Pour un filet de sécurité financière plus efficace pour les pays pauvres

Les pays à faible revenu font difficilement face à une crise systémique d’une ampleur inédite.

La crise de la Covid-19 met en exergue les vulnérabilités des PFR à des chocs mondiaux, pour l’essentiel liées à leur faible niveau de développement. Les risques sanitaires demeurent significatifs, alors que les campagnes vaccinales sont à peine lancées et demeurent sous-financées. Les risques de diffusion lente ou fractionnée et de résurgence locales apparaissent plus élevés que dans les pays avancés, en raison des insuffisances des systèmes sanitaires. Ils s’ajoutent, avec de possibles effets épidémiques croisés, à un fardeau épidémique lourd, notamment pour les populations les plus vulnérables.

Les conséquences socio-économiques de long terme apparaissent particulièrement graves dans les pays en développement, en particulier en Afrique subsaharienne (ASS). Bien que la récession économique ait été globalement moins forte dans les pays à faible revenu, la crise occasionne des retards de croissance compliquant l‘atteinte des objectifs de développement durables. Selon les prévisions d’avril 2021 du FMI, le PIB par tête reculerait de 1,6 % en ASS sur 2020-21, alors qu’il progresserait dans le reste du monde (Cf. graphique 1). Cette divergence s’explique en partie par de faibles marges de manœuvre budgétaires (50% des PFR sont en risque élevé de surendettement) et monétaires, du fait de la contrainte extérieure. Outre une augmentation immédiate de la pauvreté, des effets à plus long terme sur le développement humain sont prévisibles du fait de la progression de la malnutrition, d’une dégradation de l’accès aux systèmes sanitaires, des pertes d’apprentissage liées aux fermetures d’école, entraînant un creusement des pièges à pauvreté.

Les risques de cicatrices à long terme des PFR militent pour un renforcement rapide du filet de sécurité financière mis en place par le FMI. Son objectif est de répondre à la forte croissance de leurs besoins financiers (450 milliards de dollars d’ici 2025 selon le FMI), engendrés par une crise inédite par son ampleur et son caractère systémique. Il peut aussi, à plus long terme contribuer à réduire la vulnérabilité des PFR engendrée par le changement climatique, dont l’amplification attendue des risques épidémiques ne constitue qu’une des dimensions.
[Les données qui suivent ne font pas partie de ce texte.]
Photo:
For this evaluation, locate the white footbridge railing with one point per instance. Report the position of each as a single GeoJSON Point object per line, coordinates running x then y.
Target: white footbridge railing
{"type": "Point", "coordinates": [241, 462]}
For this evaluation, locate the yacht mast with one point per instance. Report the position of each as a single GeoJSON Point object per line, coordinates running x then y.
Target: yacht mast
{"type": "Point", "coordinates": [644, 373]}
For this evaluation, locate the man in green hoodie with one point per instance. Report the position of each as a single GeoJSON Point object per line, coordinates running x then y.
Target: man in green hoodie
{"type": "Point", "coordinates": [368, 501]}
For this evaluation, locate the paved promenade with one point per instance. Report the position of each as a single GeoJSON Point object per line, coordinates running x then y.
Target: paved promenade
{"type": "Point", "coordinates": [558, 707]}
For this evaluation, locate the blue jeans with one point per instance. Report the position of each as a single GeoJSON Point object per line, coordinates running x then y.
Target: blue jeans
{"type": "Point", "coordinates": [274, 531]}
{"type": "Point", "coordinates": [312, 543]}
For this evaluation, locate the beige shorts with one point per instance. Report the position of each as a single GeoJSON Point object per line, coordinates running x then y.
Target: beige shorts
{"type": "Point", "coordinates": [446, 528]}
Un filet de sécurité financière des PFR renforcé mais encore insuffisant

 Un filet de sécurité financière centré sur les PFR s’est construit autour du FMI à la faveur des crises de 1997 et 2009. En 1999, la Facilité ajustement structurel renforcée (FASR) du FMI a été remplacée par la Facilité pour la réduction de la pauvreté et la croissance (FRPC),  à un taux subventionné (actuellement égal à 0%). Contrairement à la FASR, dont la conditionnalité s’appuyait avant tout sur les objectifs de stabilisation et d’ajustement structurel, la FRPC est aussi adossée à des objectifs de développement économique et social et des stratégies de réduction de la pauvreté coordonnées avec les banques multilatérales de développement. Ces programmes ont également été associés à d’importantes restructurations de dettes dans le cadre de l’initiative pour les pays pauvres très endettés. Financé par des contributions volontaires, en prêts et dons des États membres, le fonds FRPC a été significativement renforcé depuis 2009, financièrement,  notamment grâce à la réallocation de DTS de pays riches dont la France, et opérationnellement grâce à  une réforme de ses facilités concessionnelles.

La crise de la Covid-19 a montré la nécessité d’une réforme ambitieuse, notamment d’un changement d’échelle du dispositif du FMI en faveur des PFR. Grâce notamment à l’existence d’une facilité rapide de crédit et au relèvement temporaire des plafonds d’accès, le FMI a pu répondre rapidement à la crise, touchant plus des deux tiers des pays éligibles à la FRPC, avec une multiplication par 6 de ses nouveaux engagements en 2020, dont l’encours a atteint 12,5 milliards de DTS à fin décembre (graphique 2). S’y ajoute notamment une initiative de suspension du service de la dette aux créanciers publics bilatéraux jusqu’à fin 2021 (DSSI). Cet effort a pourtant été insuffisant pour répondre aux besoins de financements externes des PFR, notamment parce que ceux-ci explosent et que les autres financements concessionnels, notamment bilatéraux, sont plus contraints.